Potencial para o campo
O estudo divulgado pela Embrapa reforça o potencial das arqueias como ferramenta biotecnológica no enfrentamento da salinização dos solos. A proposta é que esses microrganismos possam ser utilizados como bioinoculantes, aplicados em sementes ou diretamente no solo antes do plantio.
A estratégia pode ampliar a viabilidade agrícola em áreas consideradas improdutivas, especialmente em regiões onde a irrigação com água salobra é comum, como no Semiárido nordestino. Além disso, a tecnologia pode contribuir para a estabilidade da produção de alimentos diante de condições climáticas adversas.
Desafio da salinização
A salinização do solo é um dos principais entraves à produção agrícola. No Brasil, milhões de hectares já apresentam algum grau de comprometimento, com maior concentração no Semiárido. O problema se intensifica em ambientes de alta evaporação e manejo inadequado da irrigação.
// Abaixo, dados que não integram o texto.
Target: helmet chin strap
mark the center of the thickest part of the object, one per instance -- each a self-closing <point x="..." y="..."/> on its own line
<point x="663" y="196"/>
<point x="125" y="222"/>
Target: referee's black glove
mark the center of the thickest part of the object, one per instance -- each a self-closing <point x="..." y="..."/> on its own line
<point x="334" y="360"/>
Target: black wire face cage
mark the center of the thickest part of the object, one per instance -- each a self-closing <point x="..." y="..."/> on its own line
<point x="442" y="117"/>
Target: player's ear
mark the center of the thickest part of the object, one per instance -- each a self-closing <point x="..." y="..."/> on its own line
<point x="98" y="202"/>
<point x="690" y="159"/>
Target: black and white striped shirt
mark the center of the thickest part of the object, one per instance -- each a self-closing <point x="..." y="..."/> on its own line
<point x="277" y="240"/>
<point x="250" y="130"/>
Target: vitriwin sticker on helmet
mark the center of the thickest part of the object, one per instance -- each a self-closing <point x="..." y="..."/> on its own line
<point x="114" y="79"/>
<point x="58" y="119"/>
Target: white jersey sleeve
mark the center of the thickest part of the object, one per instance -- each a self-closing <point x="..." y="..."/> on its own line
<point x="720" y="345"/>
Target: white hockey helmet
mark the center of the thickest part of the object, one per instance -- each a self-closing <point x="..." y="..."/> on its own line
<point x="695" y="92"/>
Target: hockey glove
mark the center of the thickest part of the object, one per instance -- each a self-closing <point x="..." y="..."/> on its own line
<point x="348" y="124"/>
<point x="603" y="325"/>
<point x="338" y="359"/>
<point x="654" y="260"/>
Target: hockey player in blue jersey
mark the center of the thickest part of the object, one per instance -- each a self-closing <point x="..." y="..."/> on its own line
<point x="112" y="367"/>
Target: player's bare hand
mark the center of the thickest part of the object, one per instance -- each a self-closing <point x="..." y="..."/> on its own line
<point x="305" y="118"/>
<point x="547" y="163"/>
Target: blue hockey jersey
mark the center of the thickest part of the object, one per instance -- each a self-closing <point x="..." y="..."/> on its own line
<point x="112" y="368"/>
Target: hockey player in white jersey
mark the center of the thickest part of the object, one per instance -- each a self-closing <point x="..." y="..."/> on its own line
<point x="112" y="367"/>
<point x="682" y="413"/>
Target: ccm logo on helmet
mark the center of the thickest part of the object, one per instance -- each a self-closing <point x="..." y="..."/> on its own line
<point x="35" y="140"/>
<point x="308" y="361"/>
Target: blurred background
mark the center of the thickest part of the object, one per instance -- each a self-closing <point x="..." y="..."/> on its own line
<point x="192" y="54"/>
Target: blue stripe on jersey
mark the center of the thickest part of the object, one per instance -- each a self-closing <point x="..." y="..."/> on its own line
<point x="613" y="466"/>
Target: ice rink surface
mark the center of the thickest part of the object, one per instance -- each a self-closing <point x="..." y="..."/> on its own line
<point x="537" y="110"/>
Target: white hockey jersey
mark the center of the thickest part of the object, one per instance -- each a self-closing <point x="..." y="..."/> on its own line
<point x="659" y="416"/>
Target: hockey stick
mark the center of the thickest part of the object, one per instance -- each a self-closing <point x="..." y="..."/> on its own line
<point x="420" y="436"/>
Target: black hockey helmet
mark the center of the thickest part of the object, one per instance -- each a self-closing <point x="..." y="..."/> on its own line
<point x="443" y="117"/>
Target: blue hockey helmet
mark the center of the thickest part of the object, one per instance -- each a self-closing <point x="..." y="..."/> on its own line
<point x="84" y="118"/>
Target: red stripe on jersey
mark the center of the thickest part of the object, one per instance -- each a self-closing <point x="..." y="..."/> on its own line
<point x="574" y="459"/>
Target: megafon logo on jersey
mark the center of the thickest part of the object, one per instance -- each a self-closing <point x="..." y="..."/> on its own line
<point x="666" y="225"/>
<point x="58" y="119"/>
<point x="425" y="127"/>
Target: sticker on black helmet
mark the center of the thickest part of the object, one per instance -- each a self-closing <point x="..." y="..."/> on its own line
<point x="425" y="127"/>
Em escala global, a presença excessiva de sais no solo afeta extensas áreas agrícolas, reduzindo a fertilidade e impactando diretamente a produtividade. O fenômeno também está associado a riscos para a segurança alimentar, sobretudo em regiões mais vulneráveis.
Nova fronteira científica
Tradicionalmente pouco exploradas na agricultura, as arqueias passam a ganhar destaque como aliadas na produção sustentável. O estudo divulgado pela Embrapa mostra que esses microrganismos, antes associados apenas a ambientes extremos, podem desempenhar papel relevante na adaptação das culturas às mudanças ambientais.
A expectativa é que novos testes em condições de campo avancem nos próximos anos, avaliando a eficiência da tecnologia em diferentes culturas e sistemas produtivos. Integrada a práticas agrícolas já consolidadas, a inoculação microbiana pode se tornar uma alternativa viável para reduzir os impactos da salinização e ampliar a resiliência das lavouras.